“Ah, you are overdone,” said I. “Leave it all to me, Jones.”
And this I persuaded him to do. In fact, he was so relieved at seeing the money back that he was easy to deal with; and if he suspected anything, he was overawed by my present exalted position. He appeared to forget what I could not, that the President, no doubt, still possessed that fatal cable!
After lunch I remembered my engagement with the signorina, and, putting on my hat, was bidding farewell to business, when Jones said:
“There’s a note just come for you, sir. A little boy brought it while you were out at lunch.”

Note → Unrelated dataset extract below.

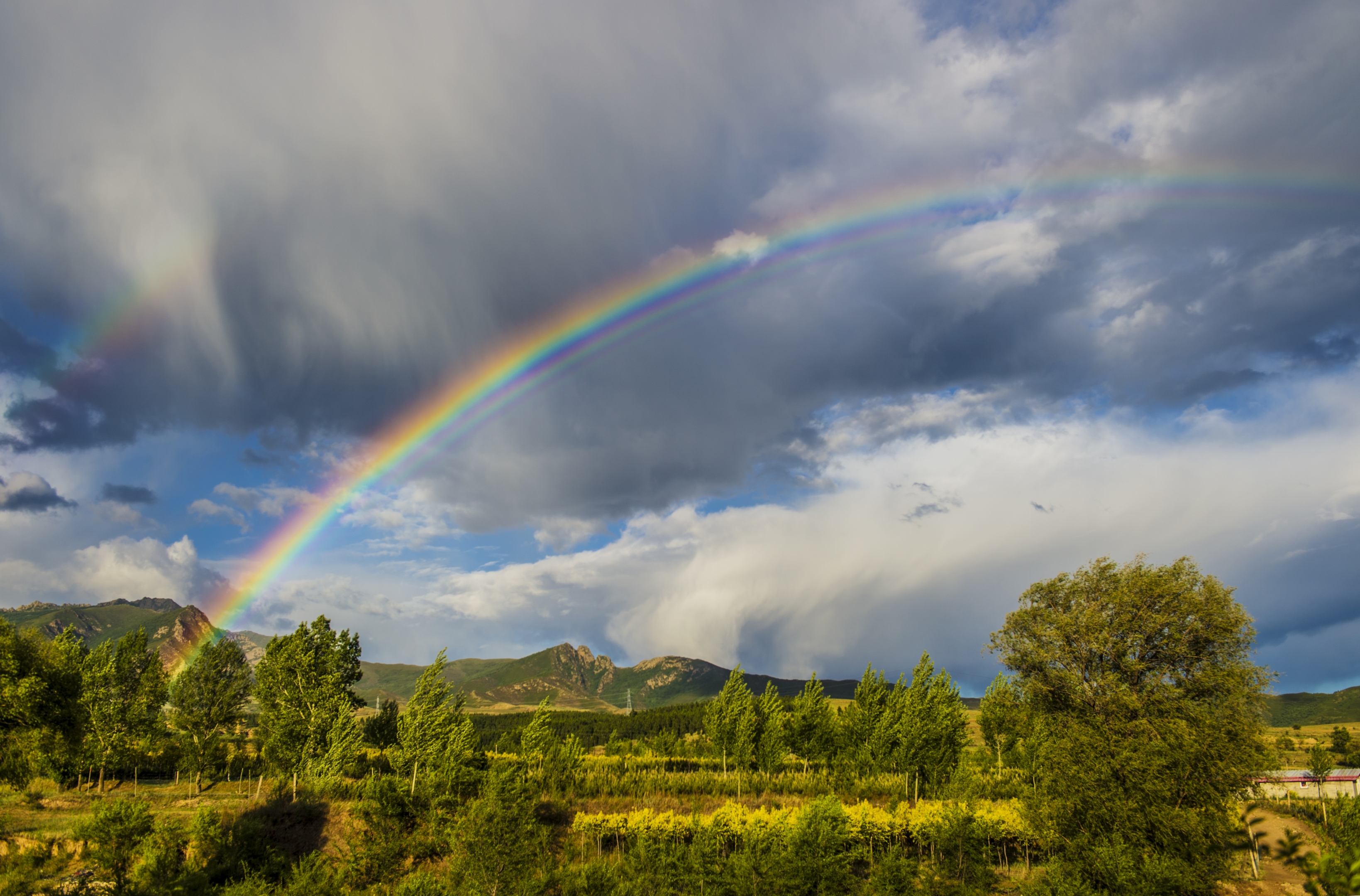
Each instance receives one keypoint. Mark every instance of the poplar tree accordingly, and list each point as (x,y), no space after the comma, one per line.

He gave it me—a little dirty envelope, with an illiterate scrawl. I opened it carelessly, but as my eye fell on the President’s hand, I started in amazement. The note was dated “Saturday—From on board The Songstress,” and ran as follows:
“Dear Mr. Martin: I must confess
to having underrated your courage
and abilities. If you care to put them
at my disposal now, I will accept them.
In the other event, I must refer you to
my public announcement. In any case
it may be useful to you to know that
McGregor designs to marry Signorina
Nugent. I fear that on my return it
will be hardly consistent with my public
duties to spare your life (unless you
accept my present offer), but I shall
always look back to your acquaintance
with pleasure. I have, if you will allow
me to say so, seldom met a young man
with such natural gifts for finance and
politics. I shall anchor five miles out
from Whittingham to-night (for I know
you have no ships), and if you join me,
well and good. If not, I shall consider
your decision irrevocable.
“Believe me, dear Mr. Martin, faithfully
yours,
“MARCUS W. WHITTINGHAM,
“President of the Republic of Aureataland.”
It is a pleasant thing, as has been remarked, laudari a laudato viro, and the President’s praise was grateful to me. But I did not see my way to fall in with his views. He said nothing about the money, but I knew well that its return would be a condition of any alliance between us. Again, I was sure that he also “designed to marry the signorina,” and, if I must have a rival on the spot, I preferred McGregor in that capacity. Lastly, I thought that, after all, there is a decency in things, and I had better stick to my party. I did not, however, tell McGregor about the letter, merely sending him a line to say I had heard that The Songstress was hovering a few miles off, and he had better look out.
This done, I resumed my interrupted progress to the signorina’s. When I was shown in, she greeted me kindly.
“I have had a letter from the President,” I said.
“Yes,” said she, “he told me he had written to you.”